|Jungle Book, The (Limited Issue)|
|Written by Abbie Bernstein|
|Tuesday, 07 December 1999|
If you are of a certain age and temperament, chances are Disney’s 1967 animated version of ‘The Jungle Book’ made an indelible impression. It doesn’t matter if you haven’t seen the movie in decades. When Phil Harris’ Baloo the Bear bursts into his paean to the ursine good life, "The Bare Necessities," in Chapter 10, you automatically start singing right along.
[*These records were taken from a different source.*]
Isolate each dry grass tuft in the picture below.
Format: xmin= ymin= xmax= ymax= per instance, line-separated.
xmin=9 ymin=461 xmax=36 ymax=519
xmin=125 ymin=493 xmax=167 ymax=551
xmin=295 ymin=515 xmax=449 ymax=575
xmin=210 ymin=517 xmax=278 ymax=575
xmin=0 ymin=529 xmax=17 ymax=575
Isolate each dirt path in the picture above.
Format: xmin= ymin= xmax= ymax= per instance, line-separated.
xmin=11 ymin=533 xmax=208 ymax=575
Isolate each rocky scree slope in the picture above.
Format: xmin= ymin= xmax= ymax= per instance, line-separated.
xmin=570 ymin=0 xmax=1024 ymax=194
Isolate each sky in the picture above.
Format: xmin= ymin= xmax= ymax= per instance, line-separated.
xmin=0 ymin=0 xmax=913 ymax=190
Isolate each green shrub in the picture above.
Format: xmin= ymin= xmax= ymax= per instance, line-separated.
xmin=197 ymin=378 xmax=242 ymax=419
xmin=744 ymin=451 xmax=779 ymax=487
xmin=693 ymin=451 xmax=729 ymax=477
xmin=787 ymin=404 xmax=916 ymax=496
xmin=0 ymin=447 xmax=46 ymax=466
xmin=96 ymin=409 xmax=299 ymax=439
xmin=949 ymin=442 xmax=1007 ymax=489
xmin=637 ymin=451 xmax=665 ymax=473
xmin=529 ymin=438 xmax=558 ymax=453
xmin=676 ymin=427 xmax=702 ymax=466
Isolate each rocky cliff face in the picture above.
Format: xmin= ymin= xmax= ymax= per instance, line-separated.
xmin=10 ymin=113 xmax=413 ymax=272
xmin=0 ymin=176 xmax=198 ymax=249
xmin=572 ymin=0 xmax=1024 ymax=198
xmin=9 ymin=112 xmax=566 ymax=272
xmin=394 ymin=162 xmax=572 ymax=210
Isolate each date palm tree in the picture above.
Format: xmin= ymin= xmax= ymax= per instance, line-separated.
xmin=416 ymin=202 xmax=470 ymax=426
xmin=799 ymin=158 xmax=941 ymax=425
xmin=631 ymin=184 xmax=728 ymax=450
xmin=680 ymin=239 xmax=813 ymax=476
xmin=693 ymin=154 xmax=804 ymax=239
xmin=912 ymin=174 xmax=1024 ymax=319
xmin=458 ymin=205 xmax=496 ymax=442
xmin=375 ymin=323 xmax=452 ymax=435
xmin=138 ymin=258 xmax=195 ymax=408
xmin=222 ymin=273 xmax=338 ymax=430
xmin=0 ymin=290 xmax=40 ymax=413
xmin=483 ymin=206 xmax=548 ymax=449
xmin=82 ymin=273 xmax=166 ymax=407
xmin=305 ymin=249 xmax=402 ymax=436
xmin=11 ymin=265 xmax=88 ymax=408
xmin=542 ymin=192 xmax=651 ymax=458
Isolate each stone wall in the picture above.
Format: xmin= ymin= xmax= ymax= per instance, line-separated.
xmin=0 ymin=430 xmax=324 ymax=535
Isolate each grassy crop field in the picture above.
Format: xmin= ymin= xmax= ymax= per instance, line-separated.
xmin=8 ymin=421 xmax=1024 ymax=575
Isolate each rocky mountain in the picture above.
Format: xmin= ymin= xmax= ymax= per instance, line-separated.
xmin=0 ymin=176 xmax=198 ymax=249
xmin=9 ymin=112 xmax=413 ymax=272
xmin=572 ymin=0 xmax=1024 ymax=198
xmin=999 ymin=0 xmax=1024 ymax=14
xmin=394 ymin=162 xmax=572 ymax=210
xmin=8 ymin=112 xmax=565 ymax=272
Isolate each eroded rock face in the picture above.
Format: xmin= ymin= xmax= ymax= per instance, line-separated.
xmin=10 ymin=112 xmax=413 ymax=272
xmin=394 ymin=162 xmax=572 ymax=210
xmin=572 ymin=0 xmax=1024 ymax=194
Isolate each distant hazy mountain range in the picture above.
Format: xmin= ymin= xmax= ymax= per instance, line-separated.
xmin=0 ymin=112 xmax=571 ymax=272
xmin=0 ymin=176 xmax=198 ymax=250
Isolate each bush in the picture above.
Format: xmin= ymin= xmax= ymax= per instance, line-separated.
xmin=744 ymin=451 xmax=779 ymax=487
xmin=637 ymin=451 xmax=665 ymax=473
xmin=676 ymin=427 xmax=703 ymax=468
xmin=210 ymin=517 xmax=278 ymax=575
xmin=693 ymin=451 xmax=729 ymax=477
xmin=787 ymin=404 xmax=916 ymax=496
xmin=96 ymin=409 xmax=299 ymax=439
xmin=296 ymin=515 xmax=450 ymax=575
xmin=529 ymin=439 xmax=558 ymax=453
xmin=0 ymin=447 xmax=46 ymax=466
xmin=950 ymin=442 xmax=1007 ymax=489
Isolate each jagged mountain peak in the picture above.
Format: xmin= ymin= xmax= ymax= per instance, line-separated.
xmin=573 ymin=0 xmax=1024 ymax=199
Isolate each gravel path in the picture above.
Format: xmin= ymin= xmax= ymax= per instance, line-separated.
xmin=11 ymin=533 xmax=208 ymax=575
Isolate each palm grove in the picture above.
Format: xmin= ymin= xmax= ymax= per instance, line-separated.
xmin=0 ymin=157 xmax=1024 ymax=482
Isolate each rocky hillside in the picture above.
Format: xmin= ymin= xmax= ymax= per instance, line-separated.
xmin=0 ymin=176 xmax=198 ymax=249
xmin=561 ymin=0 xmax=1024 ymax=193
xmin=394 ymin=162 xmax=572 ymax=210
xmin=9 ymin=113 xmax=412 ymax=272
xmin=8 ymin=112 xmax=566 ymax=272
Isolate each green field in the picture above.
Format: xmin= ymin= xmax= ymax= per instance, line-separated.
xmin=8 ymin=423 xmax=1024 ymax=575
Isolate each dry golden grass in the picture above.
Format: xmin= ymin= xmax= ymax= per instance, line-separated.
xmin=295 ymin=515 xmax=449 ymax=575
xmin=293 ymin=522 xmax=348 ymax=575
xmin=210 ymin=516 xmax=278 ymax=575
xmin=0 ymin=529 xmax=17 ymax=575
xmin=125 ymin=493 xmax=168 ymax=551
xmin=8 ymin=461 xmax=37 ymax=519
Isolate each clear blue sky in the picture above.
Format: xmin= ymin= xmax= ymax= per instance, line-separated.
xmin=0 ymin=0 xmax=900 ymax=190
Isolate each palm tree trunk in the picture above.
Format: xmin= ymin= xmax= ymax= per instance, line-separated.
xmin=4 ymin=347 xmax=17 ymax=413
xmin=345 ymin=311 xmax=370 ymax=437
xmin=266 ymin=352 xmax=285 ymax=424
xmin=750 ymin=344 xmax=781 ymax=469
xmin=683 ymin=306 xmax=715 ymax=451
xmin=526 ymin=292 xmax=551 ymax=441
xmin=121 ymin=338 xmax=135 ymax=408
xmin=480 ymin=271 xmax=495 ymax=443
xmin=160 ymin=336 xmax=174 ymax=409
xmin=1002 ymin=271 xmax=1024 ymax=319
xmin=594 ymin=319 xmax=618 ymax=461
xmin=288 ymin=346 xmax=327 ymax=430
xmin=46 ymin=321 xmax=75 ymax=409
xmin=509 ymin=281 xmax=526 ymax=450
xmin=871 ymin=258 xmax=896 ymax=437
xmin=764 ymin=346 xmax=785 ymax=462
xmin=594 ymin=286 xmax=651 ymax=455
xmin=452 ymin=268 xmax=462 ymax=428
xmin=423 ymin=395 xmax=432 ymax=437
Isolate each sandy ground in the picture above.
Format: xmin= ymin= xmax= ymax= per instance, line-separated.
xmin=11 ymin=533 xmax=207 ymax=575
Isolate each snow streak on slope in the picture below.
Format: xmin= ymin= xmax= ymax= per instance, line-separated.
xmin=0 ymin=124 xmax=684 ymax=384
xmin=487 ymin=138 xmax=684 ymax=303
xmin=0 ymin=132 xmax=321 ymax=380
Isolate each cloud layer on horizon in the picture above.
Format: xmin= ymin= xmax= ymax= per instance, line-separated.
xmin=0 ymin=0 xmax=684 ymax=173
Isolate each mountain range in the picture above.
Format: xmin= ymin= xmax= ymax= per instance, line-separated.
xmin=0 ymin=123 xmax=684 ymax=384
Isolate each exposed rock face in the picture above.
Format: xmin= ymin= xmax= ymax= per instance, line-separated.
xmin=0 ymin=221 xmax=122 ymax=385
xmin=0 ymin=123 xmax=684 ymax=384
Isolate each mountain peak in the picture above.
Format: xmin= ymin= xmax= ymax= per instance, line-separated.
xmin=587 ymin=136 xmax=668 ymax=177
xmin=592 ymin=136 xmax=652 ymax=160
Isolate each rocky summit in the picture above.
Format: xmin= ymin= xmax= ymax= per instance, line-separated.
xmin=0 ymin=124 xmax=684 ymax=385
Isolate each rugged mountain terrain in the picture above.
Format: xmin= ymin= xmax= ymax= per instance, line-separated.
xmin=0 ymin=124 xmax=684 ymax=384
There have been quite a few screen adaptations of ‘The Jungle Book,’ which was originally a 19th-century text by Rudyard Kipling, an Englishman in India. The film leaves the darkest themes of the writing along with all of the Raj politics to concentrate on Mowgli (voiced by Bruce Reitherman), who is raised by wolves in the Indian forest. When Mowgli is 10, the wolves decide he must be brought back to human civilization for the sake of their safety and his own, for the dreaded tiger Shere Khan has returned and will surely kill the boy. Mowgli, however, wants to stay in the jungle. The film chronicles his adventures as he befriends various talking, singing denizens of the wild and ultimately confronts his adversary.
‘The Jungle Book’ was made back in the days when backgrounds didn’t move, but this is pretty well compensated for by the incredible character animation. You can practically hear the artists purring with triumph at the marvelously realistic yet somehow prim movements of Bagheera the black panther, or Baloo’s ecstatic, bearish back-rubbing antics. The characters are a wonderful combination of beautifully observed, lifelike animals and particular human traits, played enthusiastically by a cast that’s on the mark all the way through. Colors are brightly reproduced, though director Wolfgang Reitherman subtly and sensibly has the hues muted much of the time, as the characters are passing through underbrush and thus are technically in shadow.
Musically, ‘The Jungle Book’ runs toward Dixieland jazz in "Bare Necessities," with a bit of hotter tempo in Chapter 12’s "I Wanna Be Like You," plus a barbershop quartet effect in Chapter 19’s "That’s What Friends Are For." The sound reproduction on the DVD is good, with an unexpected warm quality of LP vinyl, minus any scratchiness. Harris’ mellow crooning on "Bare Necessities" is reproduced in a manner that lives up to childhood memories of the tune and Louis Prima’s rendition of "I Wanna Be Like You" sounds perfectly snazzy.
‘The Jungle Book’ will seem a bit quaint narratively as well as technically compared to today’s animated features. Certainly it lacks the mythological complexity of, say, ‘The Lion King.’ However, its sunny outlook, cheerful characters and lack of real violence (even Shere Khan lives, despite his baleful outlook) make it ideal for very small children - and also for grown-ups in need of a little stress relief and a smile.